Estaba tan cansado esa noche que no quise sacarme la camisa ni quitarme los zapatos; había olvidado, además, cerrar las gruesas cortinas de la ventana que mira hacia la calle.

A mitad de mi sueño, una luz azotó en mi cara con toda su fuerza y mis párpados inmediatamente resintieron el destello; mis mejillas y cejas los apretaron fuertemente.

“Debí cerrar las cortinas”, me dije, así que, con los ojos apenas entreabiertos, aparté el montón de cobijas de encima y me levanté para solucionar el problema. También había comenzado a helar.

Frente a la ventana, mi mirada se dirigió hacia lo más alto: lejos del alcance de todos, mucho más brillante que las manchas de luz que la veían desde la tierra, la luna estaba en su punto más radiante; no había estrella, nube o vuelo nocturno que se atreviera a arruinar su composición en el cielo. Usualmente la contaminación impide ver lo hermoso que es el paisaje, y cuando no, las nubes celosas resguardan a las pequeñas estrellas que salen a adornarlo.

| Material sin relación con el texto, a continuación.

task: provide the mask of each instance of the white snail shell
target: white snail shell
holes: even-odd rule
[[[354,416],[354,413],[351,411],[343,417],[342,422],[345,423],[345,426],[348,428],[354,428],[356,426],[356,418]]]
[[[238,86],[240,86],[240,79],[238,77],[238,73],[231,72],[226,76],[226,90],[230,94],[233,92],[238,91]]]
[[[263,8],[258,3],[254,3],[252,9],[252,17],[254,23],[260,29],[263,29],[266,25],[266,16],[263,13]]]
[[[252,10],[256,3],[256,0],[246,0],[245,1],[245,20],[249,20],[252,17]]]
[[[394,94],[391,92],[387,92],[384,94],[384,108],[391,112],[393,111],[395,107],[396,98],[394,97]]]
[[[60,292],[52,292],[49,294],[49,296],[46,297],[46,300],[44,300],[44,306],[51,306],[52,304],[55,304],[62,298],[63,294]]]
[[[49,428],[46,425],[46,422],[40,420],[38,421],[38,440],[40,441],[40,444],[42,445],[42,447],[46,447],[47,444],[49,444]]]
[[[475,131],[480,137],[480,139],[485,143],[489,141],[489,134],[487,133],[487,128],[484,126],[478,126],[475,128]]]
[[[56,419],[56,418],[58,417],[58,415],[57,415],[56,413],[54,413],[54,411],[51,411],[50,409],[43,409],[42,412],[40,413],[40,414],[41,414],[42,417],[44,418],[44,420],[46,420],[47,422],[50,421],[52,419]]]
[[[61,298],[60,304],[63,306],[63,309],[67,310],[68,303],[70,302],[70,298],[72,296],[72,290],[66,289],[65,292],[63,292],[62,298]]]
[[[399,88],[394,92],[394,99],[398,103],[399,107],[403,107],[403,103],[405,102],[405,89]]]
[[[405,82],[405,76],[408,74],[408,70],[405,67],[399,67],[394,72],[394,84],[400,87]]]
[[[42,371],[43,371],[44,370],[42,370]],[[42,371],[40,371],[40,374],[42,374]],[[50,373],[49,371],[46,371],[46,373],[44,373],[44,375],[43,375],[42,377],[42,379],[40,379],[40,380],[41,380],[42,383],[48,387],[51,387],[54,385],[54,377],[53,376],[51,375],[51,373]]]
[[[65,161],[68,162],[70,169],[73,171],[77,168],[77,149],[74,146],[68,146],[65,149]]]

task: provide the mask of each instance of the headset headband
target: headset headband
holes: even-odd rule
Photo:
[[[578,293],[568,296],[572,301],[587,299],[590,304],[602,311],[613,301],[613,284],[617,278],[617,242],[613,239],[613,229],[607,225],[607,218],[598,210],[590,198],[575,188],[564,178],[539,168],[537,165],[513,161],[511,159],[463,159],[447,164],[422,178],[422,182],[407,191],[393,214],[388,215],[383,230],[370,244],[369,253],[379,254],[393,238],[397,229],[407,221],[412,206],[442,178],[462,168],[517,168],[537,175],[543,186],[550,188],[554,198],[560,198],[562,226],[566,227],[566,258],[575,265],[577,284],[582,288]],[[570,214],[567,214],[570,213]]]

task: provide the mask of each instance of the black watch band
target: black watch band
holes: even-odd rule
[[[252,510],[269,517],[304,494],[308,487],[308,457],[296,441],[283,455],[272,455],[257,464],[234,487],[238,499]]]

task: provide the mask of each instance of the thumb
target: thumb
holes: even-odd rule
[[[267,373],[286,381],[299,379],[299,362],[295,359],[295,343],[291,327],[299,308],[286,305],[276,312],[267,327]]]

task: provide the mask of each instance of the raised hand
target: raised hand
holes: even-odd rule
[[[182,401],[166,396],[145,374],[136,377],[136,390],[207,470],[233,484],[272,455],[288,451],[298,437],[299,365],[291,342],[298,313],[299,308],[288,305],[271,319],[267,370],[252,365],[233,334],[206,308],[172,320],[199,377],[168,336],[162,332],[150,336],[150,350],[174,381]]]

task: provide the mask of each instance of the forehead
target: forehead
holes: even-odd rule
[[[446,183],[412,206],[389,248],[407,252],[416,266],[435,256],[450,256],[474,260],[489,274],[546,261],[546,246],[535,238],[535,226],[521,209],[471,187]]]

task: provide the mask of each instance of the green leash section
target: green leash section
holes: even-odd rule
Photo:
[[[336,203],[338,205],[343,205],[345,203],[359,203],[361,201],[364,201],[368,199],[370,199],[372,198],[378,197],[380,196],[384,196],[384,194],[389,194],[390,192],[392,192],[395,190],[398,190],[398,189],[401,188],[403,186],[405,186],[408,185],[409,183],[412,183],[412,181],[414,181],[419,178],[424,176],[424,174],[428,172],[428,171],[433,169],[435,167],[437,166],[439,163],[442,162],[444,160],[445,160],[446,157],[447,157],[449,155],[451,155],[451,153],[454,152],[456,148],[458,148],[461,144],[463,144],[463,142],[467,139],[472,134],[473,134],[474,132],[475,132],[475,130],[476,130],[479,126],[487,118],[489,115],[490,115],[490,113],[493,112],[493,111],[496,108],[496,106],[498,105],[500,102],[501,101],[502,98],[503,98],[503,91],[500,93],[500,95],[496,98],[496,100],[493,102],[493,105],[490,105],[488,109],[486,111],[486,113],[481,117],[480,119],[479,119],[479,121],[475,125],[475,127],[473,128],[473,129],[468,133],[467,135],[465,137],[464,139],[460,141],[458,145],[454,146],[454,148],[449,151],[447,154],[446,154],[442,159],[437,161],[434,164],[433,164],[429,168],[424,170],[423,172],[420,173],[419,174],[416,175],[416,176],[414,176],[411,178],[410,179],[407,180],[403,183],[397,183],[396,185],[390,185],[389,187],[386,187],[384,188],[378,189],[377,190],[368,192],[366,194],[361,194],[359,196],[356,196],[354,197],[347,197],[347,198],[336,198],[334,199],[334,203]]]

Quedé inmóvil en el marco de mi ventana hasta que el viento helado erizó los vellos de mi cuerpo. Por fin corrí las cortinas para volver a dormir. El tono azulado que la luna había arrojado hasta mi recámara se consumió en la oscuridad, y justo cuando el último rayo de luz se ocultó, justo en ese instante, un ruido estrepitoso salió de la cocina, seguido de otros de menor intensidad. Rápidamente busqué el apagador tras la cama, pero éste no sirvió, probé en el otro junto al librero, pero también fue inútil. En cuestión de segundos tomé una lámpara del cajón y, en silencio, bajé a investigar.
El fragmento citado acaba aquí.